Ich habe kein Problem damit, das klären zu lassen. Und machen wir uns doch nichts vor: Sollte der Volksentscheid erfolgreich sein, gibt es auf jeden Fall die Möglichkeit zu klagen. Ich fände es besser, wenn das Volk vorher wüsste, was los ist. Dazu wird es wahrscheinlich nicht mehr kommen. Wir können aber auch nicht durch die Stadt laufen und behaupten, dass der Volksentscheid auf jeden Fall
verfassungswidrig sei. Die Wahrscheinlichkeit, dass dem so ist, kann man mit nicht mehr als 50 Prozent bezeichnen, mehr gibt die Anhörung, die wir im Verfassungsausschuss hatten, nicht her. Insofern haben wir unterschiedliche Auffassungen, wir Grüne können damit leben. – Danke.

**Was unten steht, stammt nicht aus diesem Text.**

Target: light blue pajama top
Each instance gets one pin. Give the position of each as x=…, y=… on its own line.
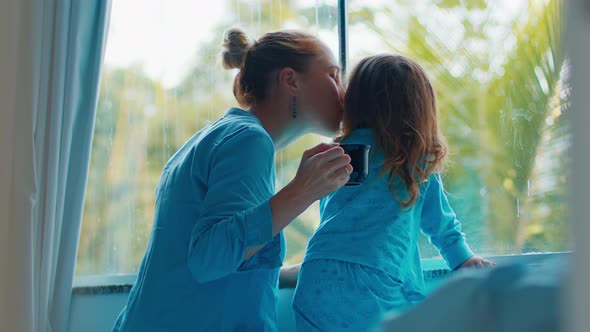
x=212, y=204
x=366, y=225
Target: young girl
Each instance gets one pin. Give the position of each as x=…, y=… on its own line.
x=363, y=259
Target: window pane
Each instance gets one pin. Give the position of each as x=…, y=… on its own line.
x=498, y=69
x=161, y=83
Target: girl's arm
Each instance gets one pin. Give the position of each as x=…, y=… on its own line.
x=440, y=224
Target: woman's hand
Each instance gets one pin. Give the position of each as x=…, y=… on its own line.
x=323, y=169
x=288, y=276
x=477, y=262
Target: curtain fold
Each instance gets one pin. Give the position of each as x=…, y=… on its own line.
x=49, y=80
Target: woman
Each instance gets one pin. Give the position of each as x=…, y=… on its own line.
x=217, y=245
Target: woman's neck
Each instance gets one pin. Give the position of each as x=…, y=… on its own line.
x=277, y=121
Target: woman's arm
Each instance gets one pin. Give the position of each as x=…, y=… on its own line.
x=240, y=215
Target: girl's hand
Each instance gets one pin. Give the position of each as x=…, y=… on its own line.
x=477, y=262
x=323, y=169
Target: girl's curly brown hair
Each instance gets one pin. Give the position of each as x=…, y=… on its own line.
x=391, y=95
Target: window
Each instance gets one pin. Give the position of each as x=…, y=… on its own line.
x=498, y=76
x=498, y=69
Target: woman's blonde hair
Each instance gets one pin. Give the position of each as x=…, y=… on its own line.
x=258, y=60
x=391, y=94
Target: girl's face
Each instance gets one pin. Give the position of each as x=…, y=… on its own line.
x=322, y=95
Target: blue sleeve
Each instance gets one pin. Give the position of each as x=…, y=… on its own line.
x=440, y=224
x=236, y=213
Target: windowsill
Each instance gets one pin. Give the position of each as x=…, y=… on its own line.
x=434, y=269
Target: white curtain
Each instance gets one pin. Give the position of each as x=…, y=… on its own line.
x=49, y=75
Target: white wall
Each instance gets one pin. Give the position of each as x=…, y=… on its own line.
x=578, y=44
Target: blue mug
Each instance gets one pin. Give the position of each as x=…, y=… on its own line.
x=359, y=159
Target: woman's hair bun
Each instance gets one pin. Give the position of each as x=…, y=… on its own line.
x=235, y=47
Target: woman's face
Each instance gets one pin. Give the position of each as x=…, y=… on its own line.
x=322, y=95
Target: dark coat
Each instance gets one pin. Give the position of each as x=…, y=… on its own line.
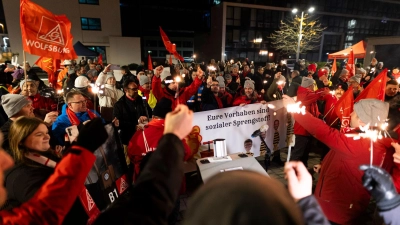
x=128, y=112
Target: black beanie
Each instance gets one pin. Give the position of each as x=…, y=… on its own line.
x=163, y=107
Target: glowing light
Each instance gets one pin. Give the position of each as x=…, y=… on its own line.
x=295, y=108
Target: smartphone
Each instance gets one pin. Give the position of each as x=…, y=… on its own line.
x=115, y=67
x=204, y=161
x=72, y=133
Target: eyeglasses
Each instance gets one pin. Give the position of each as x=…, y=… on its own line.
x=133, y=89
x=80, y=102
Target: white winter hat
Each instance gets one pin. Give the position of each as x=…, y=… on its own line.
x=81, y=82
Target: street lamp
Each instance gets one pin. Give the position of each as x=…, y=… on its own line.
x=310, y=10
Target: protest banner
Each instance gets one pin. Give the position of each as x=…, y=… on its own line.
x=108, y=178
x=237, y=124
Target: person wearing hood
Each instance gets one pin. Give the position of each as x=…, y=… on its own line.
x=247, y=95
x=109, y=96
x=339, y=191
x=172, y=91
x=228, y=199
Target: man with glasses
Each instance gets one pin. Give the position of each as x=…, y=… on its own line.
x=130, y=111
x=74, y=112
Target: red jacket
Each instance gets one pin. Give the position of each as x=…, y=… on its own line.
x=309, y=99
x=50, y=204
x=329, y=112
x=339, y=189
x=153, y=133
x=184, y=93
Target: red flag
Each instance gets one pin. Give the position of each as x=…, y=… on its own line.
x=149, y=63
x=100, y=60
x=350, y=64
x=344, y=107
x=375, y=89
x=171, y=48
x=49, y=65
x=334, y=67
x=44, y=33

Frau Präsidentin, meine Damen und Herren! Die verbleibende Redezeit der FDP-Fraktion zwingt mich leider dazu, nicht so ausführlich und sorgfältig vorzutragen, wie der Kollege Müller das eben getan hat.

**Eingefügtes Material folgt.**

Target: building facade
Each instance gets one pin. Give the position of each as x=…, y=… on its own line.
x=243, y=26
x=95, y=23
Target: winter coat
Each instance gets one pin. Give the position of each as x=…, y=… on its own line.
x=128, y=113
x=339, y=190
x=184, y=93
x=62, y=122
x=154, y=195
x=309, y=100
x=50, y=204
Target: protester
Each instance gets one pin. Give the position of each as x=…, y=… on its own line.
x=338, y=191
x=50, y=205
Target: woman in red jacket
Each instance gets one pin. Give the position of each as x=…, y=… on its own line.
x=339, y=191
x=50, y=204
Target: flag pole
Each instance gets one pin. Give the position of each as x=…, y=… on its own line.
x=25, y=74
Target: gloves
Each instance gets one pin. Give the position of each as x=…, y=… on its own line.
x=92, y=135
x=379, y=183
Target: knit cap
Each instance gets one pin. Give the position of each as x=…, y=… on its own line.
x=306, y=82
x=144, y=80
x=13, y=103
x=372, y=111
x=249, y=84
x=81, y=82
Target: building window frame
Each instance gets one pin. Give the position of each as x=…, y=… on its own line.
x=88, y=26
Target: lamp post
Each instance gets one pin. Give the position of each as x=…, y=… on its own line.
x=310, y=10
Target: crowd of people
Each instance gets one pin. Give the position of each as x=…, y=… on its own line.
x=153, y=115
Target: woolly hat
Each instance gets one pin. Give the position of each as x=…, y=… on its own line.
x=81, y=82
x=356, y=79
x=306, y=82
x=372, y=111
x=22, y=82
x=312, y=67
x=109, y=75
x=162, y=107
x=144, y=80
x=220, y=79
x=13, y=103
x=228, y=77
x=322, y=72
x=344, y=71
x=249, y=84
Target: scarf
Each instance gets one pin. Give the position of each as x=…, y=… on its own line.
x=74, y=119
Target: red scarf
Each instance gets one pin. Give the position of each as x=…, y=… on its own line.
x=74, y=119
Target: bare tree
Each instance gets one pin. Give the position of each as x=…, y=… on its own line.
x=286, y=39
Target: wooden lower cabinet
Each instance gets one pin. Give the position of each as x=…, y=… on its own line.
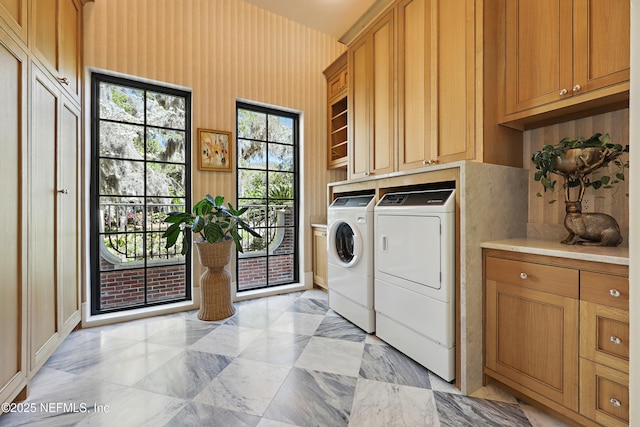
x=532, y=336
x=557, y=332
x=320, y=257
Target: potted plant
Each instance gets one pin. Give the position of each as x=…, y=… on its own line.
x=574, y=159
x=217, y=227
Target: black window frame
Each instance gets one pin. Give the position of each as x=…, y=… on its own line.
x=273, y=111
x=94, y=197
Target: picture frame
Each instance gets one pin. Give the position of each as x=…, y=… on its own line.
x=215, y=150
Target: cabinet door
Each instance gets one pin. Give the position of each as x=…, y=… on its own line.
x=14, y=13
x=68, y=217
x=13, y=295
x=456, y=80
x=416, y=105
x=532, y=340
x=601, y=43
x=43, y=283
x=539, y=65
x=359, y=103
x=383, y=97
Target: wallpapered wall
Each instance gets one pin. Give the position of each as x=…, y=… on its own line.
x=224, y=50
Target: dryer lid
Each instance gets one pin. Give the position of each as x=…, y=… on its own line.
x=352, y=201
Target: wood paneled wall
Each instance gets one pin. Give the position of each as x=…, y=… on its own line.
x=612, y=202
x=224, y=50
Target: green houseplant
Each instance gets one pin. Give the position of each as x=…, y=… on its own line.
x=575, y=159
x=211, y=220
x=217, y=227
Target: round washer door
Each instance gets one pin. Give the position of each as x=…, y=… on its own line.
x=345, y=244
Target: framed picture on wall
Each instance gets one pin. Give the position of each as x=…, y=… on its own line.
x=216, y=150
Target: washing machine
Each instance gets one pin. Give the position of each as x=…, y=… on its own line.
x=415, y=276
x=350, y=259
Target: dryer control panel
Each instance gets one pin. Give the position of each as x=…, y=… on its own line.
x=416, y=198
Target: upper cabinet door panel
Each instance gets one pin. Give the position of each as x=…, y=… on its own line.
x=539, y=44
x=601, y=43
x=383, y=142
x=14, y=13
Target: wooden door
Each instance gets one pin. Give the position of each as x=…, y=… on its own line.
x=14, y=13
x=43, y=283
x=359, y=107
x=416, y=105
x=532, y=339
x=56, y=41
x=67, y=198
x=13, y=291
x=539, y=37
x=601, y=43
x=383, y=139
x=455, y=138
x=320, y=257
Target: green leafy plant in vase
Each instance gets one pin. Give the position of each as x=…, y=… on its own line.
x=217, y=227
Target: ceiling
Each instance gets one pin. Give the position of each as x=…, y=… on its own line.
x=332, y=17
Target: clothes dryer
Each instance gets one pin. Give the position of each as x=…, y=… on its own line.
x=415, y=276
x=350, y=259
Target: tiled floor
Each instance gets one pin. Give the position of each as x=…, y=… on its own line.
x=279, y=361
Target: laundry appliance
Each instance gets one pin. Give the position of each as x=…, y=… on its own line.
x=350, y=259
x=415, y=276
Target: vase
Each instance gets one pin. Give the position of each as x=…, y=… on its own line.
x=215, y=282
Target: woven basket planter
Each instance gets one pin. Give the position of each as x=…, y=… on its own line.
x=215, y=282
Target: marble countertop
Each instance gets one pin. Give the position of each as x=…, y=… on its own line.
x=611, y=255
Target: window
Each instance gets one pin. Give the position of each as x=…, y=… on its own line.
x=141, y=138
x=267, y=159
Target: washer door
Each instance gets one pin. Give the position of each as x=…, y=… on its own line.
x=345, y=244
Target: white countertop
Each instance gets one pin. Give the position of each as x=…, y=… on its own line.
x=611, y=255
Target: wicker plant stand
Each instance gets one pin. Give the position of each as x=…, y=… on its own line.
x=215, y=282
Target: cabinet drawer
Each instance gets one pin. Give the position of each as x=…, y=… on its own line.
x=605, y=289
x=545, y=278
x=604, y=335
x=604, y=394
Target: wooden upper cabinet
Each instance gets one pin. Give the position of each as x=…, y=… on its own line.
x=601, y=43
x=372, y=99
x=456, y=80
x=14, y=13
x=417, y=107
x=436, y=82
x=557, y=50
x=56, y=41
x=338, y=113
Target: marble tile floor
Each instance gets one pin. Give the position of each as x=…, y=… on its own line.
x=286, y=360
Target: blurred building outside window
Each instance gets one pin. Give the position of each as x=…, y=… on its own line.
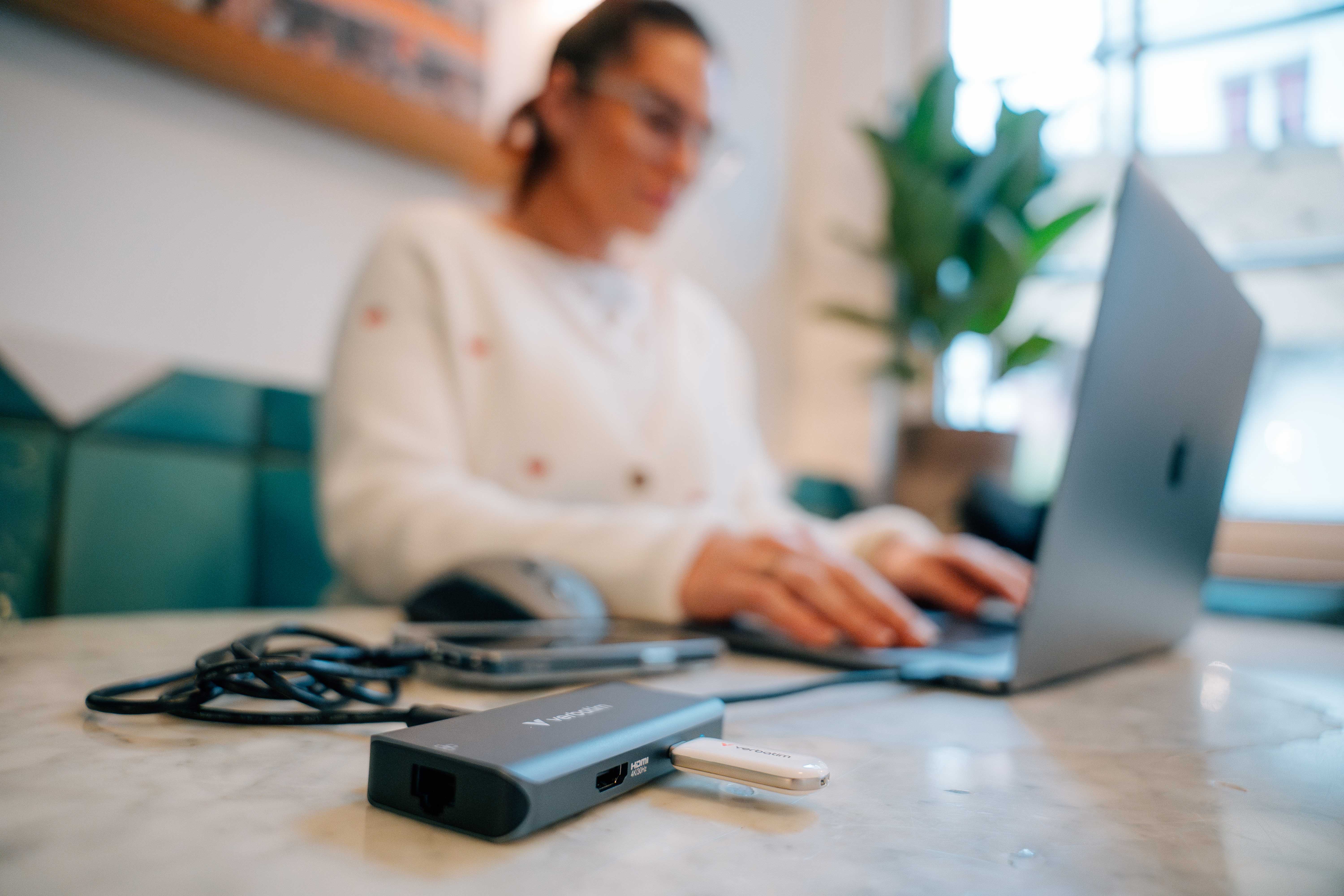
x=1238, y=111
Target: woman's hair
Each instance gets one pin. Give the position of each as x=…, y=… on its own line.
x=604, y=34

Als Partei, die sich in besonderer Weise dem Rechtstaat verpflichtet fühlt, sehen wir wie die CDU erhebliche verfassungsrechtliche Bedenken beim geplanten Volksentscheid. Artikel 50 der hamburgischen Verfassung regelt die Möglichkeiten von Volksentscheiden, zieht aber in der Volksgesetzgebung auch Leitplanken ein, um die Balance zwischen parlamentarischer und direkter Demokratie zu gewährleisten. Eine dieser Leitplanken ist das in Artikel 50 Absatz 1 Satz 1 der hamburgischen Verfassung enthaltene Verbot, Haushaltspläne zum Gegenstand eines Volksentscheids zu machen. Diese Bestimmung schützt das Haushaltsprivileg des Parlaments und ist daher eine ausgewogene Regelung zum Ausgleich von repräsentativer Demokratie und Volksgesetzgebung. Dass die Haushaltsrelevanz im Sinne von Artikel 50 Absatz 1 Satz 2 hamburgische Verfassung bei einer hundertprozentigen Rekommunalisierung, die mit einem Entschädigungsvolumen von über 2 Milliarden Euro verbunden wäre, vorliegen könnte, dafür bedarf es nicht viel Fantasie.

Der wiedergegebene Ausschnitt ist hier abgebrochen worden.